律子 「博君、Webサーバ毎日確認しといてっていってたでしょ」
博君 「あ、忘れてました。最近忙しいんですよ」
律子 「これだから……」
博君 「誰も会社のサイトなんて見てないからいいんじゃないのですか」
律子 「運が良かったのか悪かったのか、社長が見たらしいのよねえ」
博君 「はあ……」
今回だけならいいのですが、このままの体制では次回も見落としてしまいそうです。
見落とさないためにもデータセンターのようにモニタをたくさん並べて、たくさんの監視ソフトを駆使してリアルタイムに24時間監視したいものですが、予算も人員もありません。2人で24時間監視なんて死んでしまいます。

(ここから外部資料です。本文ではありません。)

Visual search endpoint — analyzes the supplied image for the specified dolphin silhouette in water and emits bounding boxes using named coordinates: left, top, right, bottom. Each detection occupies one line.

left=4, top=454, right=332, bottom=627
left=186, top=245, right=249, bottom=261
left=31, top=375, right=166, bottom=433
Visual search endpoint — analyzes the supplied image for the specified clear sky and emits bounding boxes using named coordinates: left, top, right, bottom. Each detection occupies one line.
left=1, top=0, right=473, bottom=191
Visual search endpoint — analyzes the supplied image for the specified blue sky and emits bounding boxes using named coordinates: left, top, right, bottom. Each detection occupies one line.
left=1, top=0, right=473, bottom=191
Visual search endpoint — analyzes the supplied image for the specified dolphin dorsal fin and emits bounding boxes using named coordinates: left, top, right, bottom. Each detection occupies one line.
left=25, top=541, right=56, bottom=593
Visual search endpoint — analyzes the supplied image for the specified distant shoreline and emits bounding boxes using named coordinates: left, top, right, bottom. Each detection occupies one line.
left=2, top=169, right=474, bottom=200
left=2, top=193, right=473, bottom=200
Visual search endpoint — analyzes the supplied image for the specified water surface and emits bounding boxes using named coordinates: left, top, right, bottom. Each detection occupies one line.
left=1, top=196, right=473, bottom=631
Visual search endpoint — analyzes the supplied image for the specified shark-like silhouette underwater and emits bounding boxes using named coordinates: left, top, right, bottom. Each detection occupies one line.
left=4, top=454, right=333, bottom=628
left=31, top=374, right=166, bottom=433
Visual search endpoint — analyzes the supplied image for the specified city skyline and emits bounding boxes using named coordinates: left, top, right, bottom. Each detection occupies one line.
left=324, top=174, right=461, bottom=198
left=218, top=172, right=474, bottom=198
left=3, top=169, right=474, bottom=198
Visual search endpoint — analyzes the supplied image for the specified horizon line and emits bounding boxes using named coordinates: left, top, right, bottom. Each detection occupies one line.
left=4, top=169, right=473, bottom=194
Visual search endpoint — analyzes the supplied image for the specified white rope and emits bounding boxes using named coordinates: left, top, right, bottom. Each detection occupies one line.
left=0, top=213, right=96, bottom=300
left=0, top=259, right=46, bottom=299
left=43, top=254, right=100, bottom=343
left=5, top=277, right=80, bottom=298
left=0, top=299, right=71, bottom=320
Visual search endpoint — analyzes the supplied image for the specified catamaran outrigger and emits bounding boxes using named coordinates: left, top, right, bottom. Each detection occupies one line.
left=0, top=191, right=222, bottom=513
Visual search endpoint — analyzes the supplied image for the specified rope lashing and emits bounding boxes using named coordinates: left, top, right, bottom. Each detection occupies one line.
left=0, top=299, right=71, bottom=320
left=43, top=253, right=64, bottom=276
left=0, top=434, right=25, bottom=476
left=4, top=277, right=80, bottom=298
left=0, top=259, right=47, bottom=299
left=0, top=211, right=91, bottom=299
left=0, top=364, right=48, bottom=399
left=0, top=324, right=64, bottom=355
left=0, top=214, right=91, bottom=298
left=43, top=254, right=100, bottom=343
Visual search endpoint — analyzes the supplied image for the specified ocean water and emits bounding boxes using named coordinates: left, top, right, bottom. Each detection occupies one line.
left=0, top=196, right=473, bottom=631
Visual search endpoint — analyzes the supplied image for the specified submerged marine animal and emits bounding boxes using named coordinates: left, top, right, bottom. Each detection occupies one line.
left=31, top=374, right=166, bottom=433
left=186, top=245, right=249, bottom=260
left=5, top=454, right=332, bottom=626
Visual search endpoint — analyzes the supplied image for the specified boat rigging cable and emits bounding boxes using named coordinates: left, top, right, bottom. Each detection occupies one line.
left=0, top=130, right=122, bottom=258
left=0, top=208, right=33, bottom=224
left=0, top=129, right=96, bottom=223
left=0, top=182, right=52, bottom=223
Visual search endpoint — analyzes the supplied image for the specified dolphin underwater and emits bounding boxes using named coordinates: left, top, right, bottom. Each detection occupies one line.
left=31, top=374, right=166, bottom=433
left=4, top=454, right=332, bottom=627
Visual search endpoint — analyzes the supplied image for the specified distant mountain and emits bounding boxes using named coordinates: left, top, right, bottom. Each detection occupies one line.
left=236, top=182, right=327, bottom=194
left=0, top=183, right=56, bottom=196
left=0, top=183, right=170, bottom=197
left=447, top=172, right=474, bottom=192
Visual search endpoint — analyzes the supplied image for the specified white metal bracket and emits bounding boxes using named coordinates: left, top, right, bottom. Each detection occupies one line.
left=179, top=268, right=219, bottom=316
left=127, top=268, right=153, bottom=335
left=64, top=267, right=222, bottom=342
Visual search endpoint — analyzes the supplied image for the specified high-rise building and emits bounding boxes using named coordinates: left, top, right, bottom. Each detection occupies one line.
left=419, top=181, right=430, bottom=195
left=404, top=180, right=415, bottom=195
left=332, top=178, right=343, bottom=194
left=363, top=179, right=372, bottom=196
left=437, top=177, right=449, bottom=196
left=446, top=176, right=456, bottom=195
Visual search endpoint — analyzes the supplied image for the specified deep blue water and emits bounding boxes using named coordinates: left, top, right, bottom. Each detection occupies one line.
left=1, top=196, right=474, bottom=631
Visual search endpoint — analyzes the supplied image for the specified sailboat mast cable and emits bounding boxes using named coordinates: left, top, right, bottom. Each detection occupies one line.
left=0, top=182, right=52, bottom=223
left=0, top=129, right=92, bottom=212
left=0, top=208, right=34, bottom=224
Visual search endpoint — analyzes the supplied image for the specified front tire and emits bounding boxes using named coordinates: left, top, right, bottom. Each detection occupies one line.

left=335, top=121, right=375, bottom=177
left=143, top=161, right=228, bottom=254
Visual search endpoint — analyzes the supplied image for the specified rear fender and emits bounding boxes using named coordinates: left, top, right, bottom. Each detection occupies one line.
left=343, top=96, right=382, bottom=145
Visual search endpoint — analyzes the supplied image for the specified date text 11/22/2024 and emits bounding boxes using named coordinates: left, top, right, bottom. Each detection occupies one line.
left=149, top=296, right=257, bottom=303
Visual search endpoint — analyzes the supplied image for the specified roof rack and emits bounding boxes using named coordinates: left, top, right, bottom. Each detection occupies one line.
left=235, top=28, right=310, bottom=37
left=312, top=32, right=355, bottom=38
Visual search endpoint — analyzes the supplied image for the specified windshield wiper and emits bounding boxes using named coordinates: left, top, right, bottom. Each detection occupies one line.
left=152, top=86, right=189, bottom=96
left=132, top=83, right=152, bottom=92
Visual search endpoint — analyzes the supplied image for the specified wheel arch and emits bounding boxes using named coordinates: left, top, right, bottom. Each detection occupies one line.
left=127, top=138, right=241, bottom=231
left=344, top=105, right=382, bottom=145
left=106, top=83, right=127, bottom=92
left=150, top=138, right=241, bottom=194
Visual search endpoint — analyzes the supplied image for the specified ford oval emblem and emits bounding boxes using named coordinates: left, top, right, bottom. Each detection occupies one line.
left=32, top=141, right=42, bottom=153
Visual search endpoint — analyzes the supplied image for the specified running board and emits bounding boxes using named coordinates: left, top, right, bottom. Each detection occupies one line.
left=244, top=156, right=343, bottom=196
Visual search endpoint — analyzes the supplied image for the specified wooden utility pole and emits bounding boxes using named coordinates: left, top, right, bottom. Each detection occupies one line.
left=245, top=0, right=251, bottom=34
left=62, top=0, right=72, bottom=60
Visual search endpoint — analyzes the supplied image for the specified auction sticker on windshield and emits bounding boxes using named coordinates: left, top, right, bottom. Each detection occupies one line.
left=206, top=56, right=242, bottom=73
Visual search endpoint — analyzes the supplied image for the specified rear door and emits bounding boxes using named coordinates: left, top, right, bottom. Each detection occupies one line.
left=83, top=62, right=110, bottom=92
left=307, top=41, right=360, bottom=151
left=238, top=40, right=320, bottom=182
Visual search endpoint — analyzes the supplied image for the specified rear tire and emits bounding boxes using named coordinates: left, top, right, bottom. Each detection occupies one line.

とはいえ、これからもいままでどおりの手動確認では、つい手を抜いて確認の間隔がどんどん開いてしまうのは間違いありません。会社も1度目はまだ大目に見てくれても、次にまた止まってしまったらクビにされてもおかしくありません。
ああ、どうしよう。律子さんは頭を抱えてしまいました。MRTGだけでサーバの状態を把握するのは難しいし、ログの確認は面倒くさいし、何か良いソフトないかなあ。
そんなことを考えながら、ちょっと一服して戻ってくると、マシンのスクリーンセイバーに文字が躍っています。
「OpManagerを使ってみてはどうですか?」
あれって、有料じゃなかったかなあ、と思いながらサイトに行ってみると、フリー版というのがありました。こいつは気が付かなかった。フリー版は機器の数が20までなら監視できるようです。部のサーバやルータだけならそんなにたくさんのノードはないし、これで十分です。
早速、律子さんはOpManegerのフリー版をインストールして使ってみることにしました。